Around three in the morning Bradley realised that the grief was too much for him. A shape had appeared on the hospital bed, curled up beside Jen in the soft light from the bedside lamp. A baby, as small and wrinkled and perfect as he had always imagined, curled up in a white blanket. A hallucination taunting his sleepless brain.
The infant opened its eyes, peered around with the unfocused gaze of a new-born. Bradley wanted to reach out and take it in his arms, to hold it safe and close.
‘You’re not real,’ he whispered. Jen wouldn’t hear him, she was too wiped out by morphine and blood loss, but the louder he spoke the more real this would be. ‘We lost you.’
The words struck him as hard as the blood that had trickled down Jen’s leg, the look of horror on her face as they sped through the dusk shrouded streets to the hospital.
The baby lifted a hand, reaching out towards Bradley. Already it had grown, face filling out, eyes widening to stare across Jen towards him. It still looked only a few months old, but he could see that it had Jen’s eyes.
It? She. The baby was a girl.
Bradley shrank back into his chair, pulling away from the bedside. A nurse looked in through the window, smiled sadly at him and moved on. But behind her a little old lady peered in, smiled and waved at the baby.
‘You can’t be real,’ Bradly whispered, but he reached out across Jen, lifted the baby up in his arms. She was just like he had imagined her, and yet so much more. That smile, those eyes, the tiny fingers curling around his own.
The breath caught in Bradley’s throat. He felt as if he were choking on the enormity of loss.
‘I can’t…’ he whispered. ‘I can’t hold you. You aren’t real.’
Tears poured down his cheeks. His whole body shook to the rhythm of his sorrow.
‘I miss you,’ he said. ‘I never met you but I miss you. How does that happen? How do you love someone who never got to live?’
He looked up at the murmur of his name. Jen’s eyes were open, tears in them too. He made to lift the baby up for her to see, but the little girl was gone. Instead he went to the bed, lay down beside Jen and let the tears flow.
They left the hospital the next afternoon, Jen pale but well enough to go home. As the doors slid open Bradley saw another figure beside them, a little girl wobbling along with a toddler’s rambling gait, unseen and ignored by the staff and patients around them.

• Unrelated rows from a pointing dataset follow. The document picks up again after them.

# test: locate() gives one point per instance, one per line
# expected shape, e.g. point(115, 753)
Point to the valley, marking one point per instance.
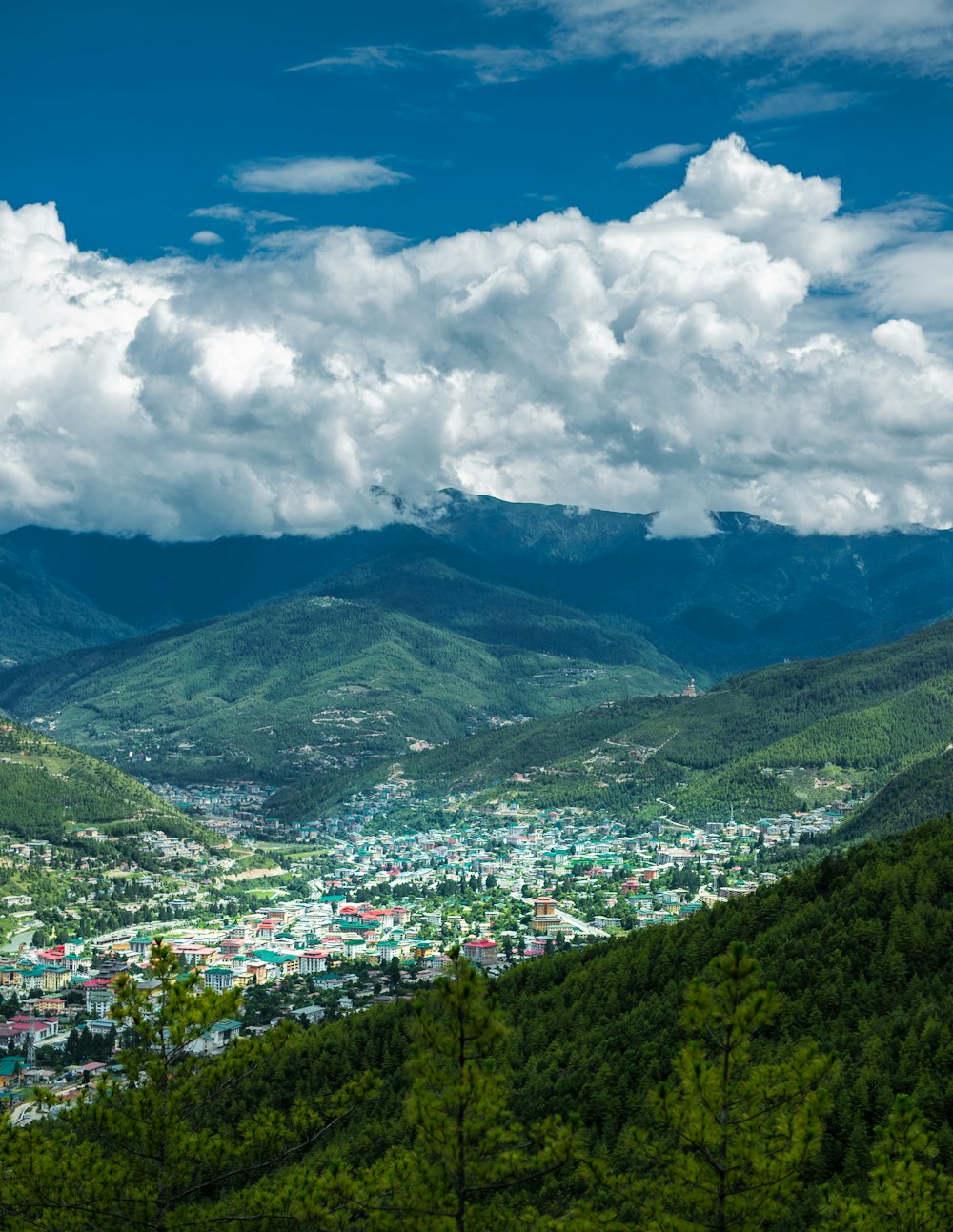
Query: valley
point(319, 798)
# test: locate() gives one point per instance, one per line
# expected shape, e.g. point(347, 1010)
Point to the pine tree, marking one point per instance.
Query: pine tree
point(907, 1191)
point(736, 1132)
point(150, 1148)
point(467, 1147)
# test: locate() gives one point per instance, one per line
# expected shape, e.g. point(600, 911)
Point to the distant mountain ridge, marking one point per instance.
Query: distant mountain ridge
point(314, 682)
point(775, 740)
point(745, 596)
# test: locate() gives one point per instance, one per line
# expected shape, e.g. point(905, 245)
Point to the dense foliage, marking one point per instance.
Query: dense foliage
point(859, 951)
point(311, 682)
point(47, 790)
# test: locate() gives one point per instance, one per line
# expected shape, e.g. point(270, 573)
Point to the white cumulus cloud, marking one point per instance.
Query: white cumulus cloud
point(319, 176)
point(691, 357)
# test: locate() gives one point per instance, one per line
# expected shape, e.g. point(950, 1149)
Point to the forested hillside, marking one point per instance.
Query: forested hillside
point(540, 576)
point(772, 740)
point(328, 1127)
point(47, 790)
point(314, 682)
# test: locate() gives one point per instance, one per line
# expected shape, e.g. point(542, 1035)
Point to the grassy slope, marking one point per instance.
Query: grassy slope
point(49, 790)
point(306, 682)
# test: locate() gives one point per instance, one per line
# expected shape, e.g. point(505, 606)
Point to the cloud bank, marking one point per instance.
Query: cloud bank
point(741, 344)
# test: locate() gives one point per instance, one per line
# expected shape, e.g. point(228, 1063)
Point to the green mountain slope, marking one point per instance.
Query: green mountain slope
point(773, 740)
point(312, 682)
point(860, 946)
point(747, 596)
point(47, 791)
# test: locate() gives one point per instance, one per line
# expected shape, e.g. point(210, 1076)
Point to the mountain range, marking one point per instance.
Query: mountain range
point(483, 639)
point(750, 594)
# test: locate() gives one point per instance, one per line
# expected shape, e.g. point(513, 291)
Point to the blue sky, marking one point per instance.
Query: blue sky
point(132, 116)
point(260, 264)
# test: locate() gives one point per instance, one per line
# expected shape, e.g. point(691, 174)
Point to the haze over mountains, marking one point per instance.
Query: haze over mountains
point(747, 596)
point(303, 661)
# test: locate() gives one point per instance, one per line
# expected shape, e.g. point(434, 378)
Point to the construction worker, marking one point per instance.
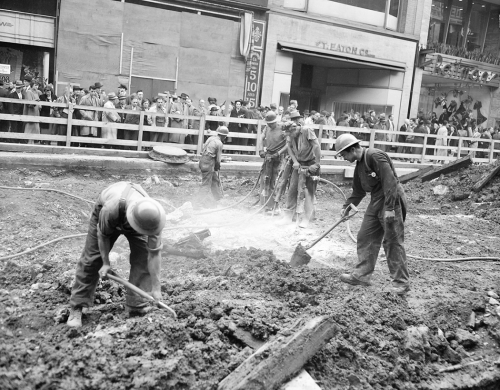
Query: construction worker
point(305, 149)
point(209, 164)
point(383, 222)
point(122, 208)
point(274, 147)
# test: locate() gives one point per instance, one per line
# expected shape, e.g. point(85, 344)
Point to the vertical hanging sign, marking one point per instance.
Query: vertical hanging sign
point(254, 63)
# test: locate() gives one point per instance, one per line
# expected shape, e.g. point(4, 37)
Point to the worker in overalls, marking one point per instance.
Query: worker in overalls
point(384, 218)
point(273, 150)
point(122, 208)
point(209, 164)
point(305, 148)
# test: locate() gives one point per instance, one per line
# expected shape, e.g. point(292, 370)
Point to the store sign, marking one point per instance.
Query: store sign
point(344, 49)
point(253, 64)
point(461, 71)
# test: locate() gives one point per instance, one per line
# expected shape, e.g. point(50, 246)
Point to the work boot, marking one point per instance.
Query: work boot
point(400, 290)
point(348, 278)
point(75, 318)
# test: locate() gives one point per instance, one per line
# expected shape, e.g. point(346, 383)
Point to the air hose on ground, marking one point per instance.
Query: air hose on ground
point(451, 260)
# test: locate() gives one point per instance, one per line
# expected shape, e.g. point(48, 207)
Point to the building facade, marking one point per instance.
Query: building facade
point(459, 67)
point(343, 55)
point(200, 48)
point(27, 39)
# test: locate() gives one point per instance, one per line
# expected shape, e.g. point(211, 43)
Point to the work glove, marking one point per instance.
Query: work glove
point(313, 169)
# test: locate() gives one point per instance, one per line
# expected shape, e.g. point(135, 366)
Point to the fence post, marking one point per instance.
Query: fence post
point(141, 131)
point(259, 138)
point(372, 138)
point(423, 149)
point(68, 126)
point(201, 135)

All except one old lady in a wheelchair who waved at the girl, then looked up at Bradley with a smile. He stopped, knelt down to speak with her.
‘Does the sorrow ever leave you?’ he asked.
‘No dear,’ the woman said, patting his hand. ‘But neither does the love.’
A miscarriage is a hideous thing to deal with. I’ve written about it in this story in part to deal with my own experience from a few years back, but not everybody can process it that way. So just in case anyone reading this is struggling to cope following a miscarriage, here’s a link to the The Miscarriage Association, who provide support in the UK. Far more people have to deal with this than you think. You are never alone.
It feels almost unbearably casual to follow that one up with something unrelated, but life is what it is, even the parts that nearly break us. Yesterday took me to 10,264 words on my NaNoWriMo novel, keeping me on target. I may have to let it slide a little over the next few days as I catch up freelance writing – we’ll see.